Karriere-Ende und Neustart für Ski-Ass „Lizz“ Görgl

Sport / 12.06.2017 • 22:08 Uhr / 2 Minuten Lesezeit
Elisabeth Görgls Abschied vom Skisport: zuerst Tränen, dann einen „Lizz-Ski“ von Head-Rennchef Rainer Salzgeber, am Ende ein Ständchen.  gepa
Elisabeth Görgls Abschied vom Skisport: zuerst Tränen, dann einen „Lizz-Ski“ von Head-Rennchef Rainer Salzgeber, am Ende ein Ständchen. gepa

36-Jährige zog nach 378 Weltcuprennen und 42 Podestplätzen den Schlussstrich.

Wien.
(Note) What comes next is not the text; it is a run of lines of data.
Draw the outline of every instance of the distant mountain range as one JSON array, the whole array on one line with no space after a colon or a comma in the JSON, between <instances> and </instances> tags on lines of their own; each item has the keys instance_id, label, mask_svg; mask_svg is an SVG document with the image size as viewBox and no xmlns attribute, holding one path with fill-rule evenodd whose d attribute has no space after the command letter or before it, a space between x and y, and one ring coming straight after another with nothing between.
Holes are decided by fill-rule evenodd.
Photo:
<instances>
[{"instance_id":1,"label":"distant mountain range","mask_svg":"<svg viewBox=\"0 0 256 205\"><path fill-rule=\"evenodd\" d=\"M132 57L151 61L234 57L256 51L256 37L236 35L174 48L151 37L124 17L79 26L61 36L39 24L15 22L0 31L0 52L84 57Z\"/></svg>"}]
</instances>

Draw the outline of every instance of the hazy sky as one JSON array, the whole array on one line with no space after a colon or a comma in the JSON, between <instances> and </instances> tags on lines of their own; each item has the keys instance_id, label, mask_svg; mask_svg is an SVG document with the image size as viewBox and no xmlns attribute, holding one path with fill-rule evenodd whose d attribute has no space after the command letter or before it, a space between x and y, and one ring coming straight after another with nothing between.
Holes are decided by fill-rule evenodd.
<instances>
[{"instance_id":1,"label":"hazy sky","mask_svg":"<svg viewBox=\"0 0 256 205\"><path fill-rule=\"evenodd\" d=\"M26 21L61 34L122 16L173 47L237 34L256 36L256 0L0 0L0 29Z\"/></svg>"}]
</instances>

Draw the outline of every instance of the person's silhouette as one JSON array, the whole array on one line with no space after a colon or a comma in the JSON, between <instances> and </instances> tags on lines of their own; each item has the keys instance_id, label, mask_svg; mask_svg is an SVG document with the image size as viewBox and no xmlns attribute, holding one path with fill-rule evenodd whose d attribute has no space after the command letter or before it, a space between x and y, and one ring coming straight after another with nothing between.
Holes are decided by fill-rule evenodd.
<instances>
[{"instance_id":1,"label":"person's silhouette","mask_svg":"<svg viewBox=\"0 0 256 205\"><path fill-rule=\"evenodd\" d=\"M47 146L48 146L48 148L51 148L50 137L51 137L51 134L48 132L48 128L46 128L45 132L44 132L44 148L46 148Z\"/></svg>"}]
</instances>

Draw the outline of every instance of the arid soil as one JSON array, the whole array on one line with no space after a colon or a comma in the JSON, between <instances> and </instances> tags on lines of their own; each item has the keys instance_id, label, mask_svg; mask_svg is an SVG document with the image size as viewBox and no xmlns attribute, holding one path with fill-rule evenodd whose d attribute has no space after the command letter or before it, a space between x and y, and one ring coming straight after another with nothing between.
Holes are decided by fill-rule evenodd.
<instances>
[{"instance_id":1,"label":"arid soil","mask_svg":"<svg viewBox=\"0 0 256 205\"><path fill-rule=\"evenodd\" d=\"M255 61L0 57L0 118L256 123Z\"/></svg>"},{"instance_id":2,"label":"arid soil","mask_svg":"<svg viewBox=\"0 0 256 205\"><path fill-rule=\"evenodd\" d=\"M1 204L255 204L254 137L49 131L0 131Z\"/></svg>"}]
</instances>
Mit Elisabeth Görgl hat auch die dienstälteste ÖSV-Skirennläuferin der Gegenwart einen Schlussstrich unter ihre Karriere gezogen. Die 36-jährige Doppel-Weltmeisterin von 2011 gab nach 20 Jahren im ÖSV sowie fast 400 Weltcup-Rennen bei einem emotionalen Medientermin das Ende bekannt und überraschte die Gäste bei einem kleinen Konzert mit einem selbst getexteten Lied.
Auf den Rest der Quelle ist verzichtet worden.